Anecdotally, some of the other most interesting notes I took from Token Summit were that (i) mainstream developers are coming in the next 12 months - Nick Grossman from USV, (ii) STOs are a long process that will likely not yield materially in the next 2-3 years, but in that respect it appears that tokenizing debt is more interesting than tokenizing equity - Josh Stein from Harbor, (iii) marketing seems to almost be a forbidden word among all builders, who seem to be firmly set on "build it and they will come" - an observation echoed by many audience members fairly vocally and defended against by the panelists - industry insiders and that (iv) WASM is a big deal as apart from the huge performance gains, it can compile all popular programming languages AND is maintained by behemoths such as Microsoft and Google. Incidentaly Ethereum 2.0 is swapping the EVM from WASM - though Polkadot will launch first. Finally, speaking of Ethereum, (v) it appears that a lot of the creative funding efforts (e.g. Moloch DAO) the community came up with when ETH was lingering at $100, have been put on hold due to - well - their runway having effectively doubled.
Highlight: Fred Wilson, half jokingly posting up a "bounty" for interested parties to create a DAO that would collect funds to short zombie projects, that hackers affiliated with the DAO would then proceed to attack.
Best of the rest
The rest was a flurry of meetings, run-ins and meetups - perhaps too dense to be granular, so I'll stay on the high level.
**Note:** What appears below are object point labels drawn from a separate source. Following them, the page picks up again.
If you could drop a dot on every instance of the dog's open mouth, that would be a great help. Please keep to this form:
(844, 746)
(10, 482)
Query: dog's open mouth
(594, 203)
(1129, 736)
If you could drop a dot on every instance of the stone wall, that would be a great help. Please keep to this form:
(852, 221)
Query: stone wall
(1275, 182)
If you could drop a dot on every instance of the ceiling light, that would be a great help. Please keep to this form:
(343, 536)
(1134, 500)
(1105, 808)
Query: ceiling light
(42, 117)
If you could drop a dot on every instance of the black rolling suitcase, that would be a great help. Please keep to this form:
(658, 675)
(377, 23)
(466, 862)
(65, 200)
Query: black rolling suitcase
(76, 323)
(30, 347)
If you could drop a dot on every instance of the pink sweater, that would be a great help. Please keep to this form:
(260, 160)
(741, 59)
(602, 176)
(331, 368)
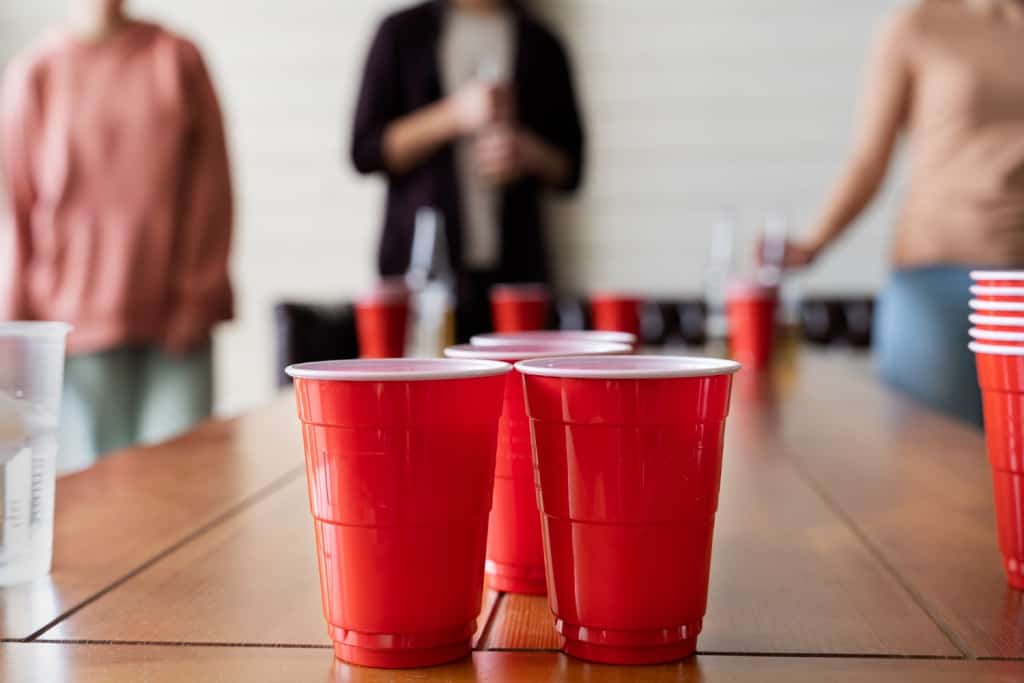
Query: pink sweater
(117, 176)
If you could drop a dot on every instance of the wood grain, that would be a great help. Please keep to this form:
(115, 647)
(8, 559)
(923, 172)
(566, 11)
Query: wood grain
(32, 663)
(787, 574)
(135, 505)
(916, 486)
(249, 580)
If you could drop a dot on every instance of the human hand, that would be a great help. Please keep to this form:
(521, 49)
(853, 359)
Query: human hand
(505, 154)
(478, 104)
(796, 254)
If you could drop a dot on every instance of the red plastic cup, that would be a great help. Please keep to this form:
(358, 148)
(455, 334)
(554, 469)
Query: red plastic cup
(751, 309)
(400, 465)
(629, 459)
(381, 319)
(1000, 374)
(997, 278)
(515, 551)
(519, 307)
(997, 337)
(984, 293)
(546, 336)
(999, 308)
(615, 312)
(996, 323)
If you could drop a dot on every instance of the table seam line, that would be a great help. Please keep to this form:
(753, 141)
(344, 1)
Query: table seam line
(224, 516)
(903, 582)
(489, 623)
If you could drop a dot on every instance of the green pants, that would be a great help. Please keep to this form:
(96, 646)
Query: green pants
(129, 395)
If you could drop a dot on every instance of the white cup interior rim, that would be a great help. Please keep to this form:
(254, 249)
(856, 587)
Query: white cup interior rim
(997, 291)
(996, 305)
(997, 274)
(513, 352)
(627, 367)
(34, 329)
(396, 370)
(994, 349)
(977, 318)
(505, 338)
(996, 335)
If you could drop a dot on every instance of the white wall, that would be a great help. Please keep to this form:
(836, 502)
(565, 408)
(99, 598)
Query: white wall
(690, 107)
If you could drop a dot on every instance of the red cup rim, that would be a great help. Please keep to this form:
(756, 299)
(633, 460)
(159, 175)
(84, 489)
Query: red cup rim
(536, 290)
(544, 336)
(995, 335)
(396, 370)
(977, 318)
(994, 349)
(627, 367)
(997, 274)
(513, 352)
(615, 296)
(981, 290)
(996, 305)
(754, 290)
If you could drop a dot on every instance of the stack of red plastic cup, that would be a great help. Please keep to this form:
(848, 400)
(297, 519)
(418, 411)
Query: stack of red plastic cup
(615, 312)
(629, 460)
(997, 317)
(751, 308)
(519, 307)
(544, 337)
(515, 551)
(400, 466)
(381, 321)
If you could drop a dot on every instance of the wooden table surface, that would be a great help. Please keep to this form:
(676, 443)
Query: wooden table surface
(855, 541)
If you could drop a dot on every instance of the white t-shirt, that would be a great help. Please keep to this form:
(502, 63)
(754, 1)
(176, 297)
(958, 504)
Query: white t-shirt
(476, 45)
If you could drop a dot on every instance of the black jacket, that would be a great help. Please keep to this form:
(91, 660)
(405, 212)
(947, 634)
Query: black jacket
(401, 75)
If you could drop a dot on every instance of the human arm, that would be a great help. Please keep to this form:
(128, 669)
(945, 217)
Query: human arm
(202, 289)
(884, 113)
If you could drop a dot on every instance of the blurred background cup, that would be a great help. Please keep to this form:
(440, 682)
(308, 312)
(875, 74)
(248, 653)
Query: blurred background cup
(520, 307)
(629, 454)
(1000, 374)
(499, 339)
(982, 322)
(515, 550)
(997, 308)
(616, 311)
(997, 337)
(400, 461)
(32, 358)
(382, 321)
(752, 308)
(997, 278)
(984, 293)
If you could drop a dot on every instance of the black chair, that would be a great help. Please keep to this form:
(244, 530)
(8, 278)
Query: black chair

Many echoed that the energy had shifted from "chasing a quick buck" to "higher quality, long term focus" - indeed, scammy ICOs were nowhere to be found and the mainstays of the scene have shown demonstrable progress. There is a lot to be excited about, with several important Mainnets coming online in 2019.
Also, while the NFT hype train has somewhat ran out of steam, there is real building behind the scenes.
The gaming community is VERY excited about what's coming, but what they are citing is lack of agreed-upon standards that results into a lot of doublework on infrastructure - although a little bit of digging might reveal poor diligence in the available solutions. Interoperability in gaming environments is still something that excites a lot of people, but it appears that it is going to be a grassroots movement first.